E in questo mondo così dinoccolato, dove sembra quasi che il prossimo passo di Argento sarà nel campo della commedia brillante (a ben vedere Hemmings e la Nicolosi non sono proprio la nostra versione italiana di Allen e Annie Hall? La gag nell’auto è identica. E c’è pure il jazz… Del resto pare che Annie Hall avesse una sottotrama thriller poi abbandonata, che vent’anni dopo sarebbe diventata Manhattan murder mystery), in realtà tutti sono cattivi, tutti potenzialmente colpevoli: Gianna, Carlo, la madre, la scrittrice, la bambina, Giordani, Marcus stesso. Che scarto rispetto a quell’altro citatissimo film degli stessi anni, L’esorcista, chissà perché così amato e che pure non regge affatto il confronto, con quella bambina noiosissima che fa le bizze per due ore di fila e tutti attorno molto afflitti, il cui vero merito forse è solo quella sequenza iniziale nel deserto che dimostra una volta per tutte come Max von Sydow sarebbe stato l’interprete perfetto, molto più di Peter O’Toole, per fare T.E. Lawrence nel film di Lean (ma anche di questo, un’altra volta).
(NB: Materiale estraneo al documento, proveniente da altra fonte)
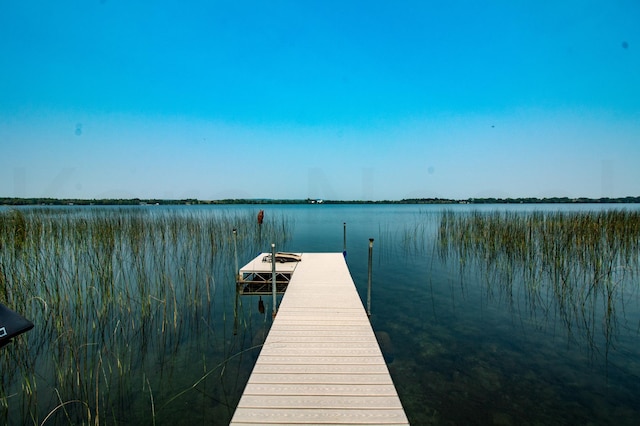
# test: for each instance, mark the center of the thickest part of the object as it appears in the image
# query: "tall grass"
(577, 264)
(121, 300)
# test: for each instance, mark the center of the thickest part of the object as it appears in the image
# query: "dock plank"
(320, 363)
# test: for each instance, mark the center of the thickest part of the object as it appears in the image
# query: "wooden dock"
(320, 363)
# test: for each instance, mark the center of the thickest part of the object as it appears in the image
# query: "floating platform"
(256, 276)
(320, 363)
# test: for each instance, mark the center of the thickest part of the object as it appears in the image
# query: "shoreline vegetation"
(13, 201)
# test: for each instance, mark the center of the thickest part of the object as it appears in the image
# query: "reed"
(578, 264)
(119, 298)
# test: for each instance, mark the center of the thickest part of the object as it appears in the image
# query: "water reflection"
(579, 267)
(130, 308)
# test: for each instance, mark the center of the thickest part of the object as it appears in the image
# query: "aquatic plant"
(125, 301)
(579, 261)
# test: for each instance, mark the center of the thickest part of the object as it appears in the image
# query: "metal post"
(344, 239)
(235, 252)
(370, 273)
(273, 278)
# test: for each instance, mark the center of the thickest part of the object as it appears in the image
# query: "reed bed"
(577, 264)
(123, 301)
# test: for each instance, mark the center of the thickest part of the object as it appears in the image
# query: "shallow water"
(462, 347)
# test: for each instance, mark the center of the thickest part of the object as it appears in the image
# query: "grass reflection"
(578, 265)
(130, 308)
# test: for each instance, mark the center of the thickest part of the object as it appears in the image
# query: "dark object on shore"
(12, 324)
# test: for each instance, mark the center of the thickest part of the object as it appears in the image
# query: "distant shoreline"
(13, 201)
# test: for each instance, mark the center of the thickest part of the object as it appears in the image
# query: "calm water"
(461, 348)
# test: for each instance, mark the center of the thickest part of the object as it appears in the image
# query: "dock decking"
(320, 363)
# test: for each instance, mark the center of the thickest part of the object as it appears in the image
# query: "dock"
(321, 362)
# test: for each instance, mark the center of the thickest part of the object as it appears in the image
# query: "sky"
(341, 100)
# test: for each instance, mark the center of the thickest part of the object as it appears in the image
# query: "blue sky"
(327, 99)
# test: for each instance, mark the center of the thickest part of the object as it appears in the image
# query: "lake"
(468, 339)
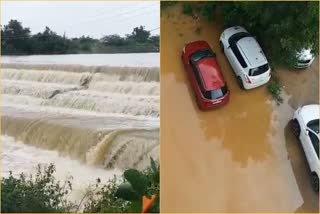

E infine c’è quell’inizio magistrale, con la parapsicologa nel Teatro Carignano. Dentro quel teatro Nietzsche aveva provato «la più forte impressione concertistica della mia vita»[5], nientemeno. E appena fuori avrebbe abbracciato il famoso cavallo (anche qui torna ominoso il Presidente Schreber, gli anni poi sono proprio gli stessi: «in fin dei conti sarei stato molto più volentieri professore a Basilea piuttosto che Dio; ma non ho osato spingere il mio egoismo privato al punto di tralasciare per colpa sua la creazione del mondo»[6]; sembra preso tale e quale dalle Memorie, invece è tra i biglietti della follia).
È davvero sorprendente, per un film così rigoroso e razionale, che tutta la vicenda si sviluppi a partire da un episodio paranormale (del resto siamo a Torino: Agnelli e occultismo), descritto e assimilato con totale indifferenza (primo segno del delirio fantasy che sarebbe detonato con Suspiria e durato almeno fino a Phenomena). E qui torna subito alla mente un film che non si potrebbe immaginare più distante: non è appunto per un atto magico, l’ipnosi di Aldo Silvani, che Cabiria mette a nudo la sua innocenza e François Périer può ingannarla? (E poco dopo, il mago Genius in Bloc-notes di un regista cercherà gli spiriti dei romani uccisi sulla via Appia esprimendosi esattamente come la parapsicologa: «Sento dei cadaveri, oddio come soffrono». Ha anche la stessa crisi finale, e invoca una villa, dice addirittura: «C’è un affresco»… non starà anticipando proprio Profondo rosso?). E infatti anche Fellini avrebbe stravolto la linearità e la logica, di lì a poco. Stramba consonanza, forse antropologica. Ma anche su questo, a costo di suonare come Guénon, nous aurons à y revenir en d’autres occasions.
di Antonio Casto
Note
[1] D.P.Schreber, Memorie di un malato di nervi (trad. di F. Scardanelli e S. de Waal), Adelphi, Milano 1974, 264.
[2] Ibidem.
[3] Id., 187.
[4] Id., 56.
[5] F. Nietzsche, Lettere da Torino (trad. di V. Vivarelli), Adelphi, Milano 2008, 102.
[6] Id., 200.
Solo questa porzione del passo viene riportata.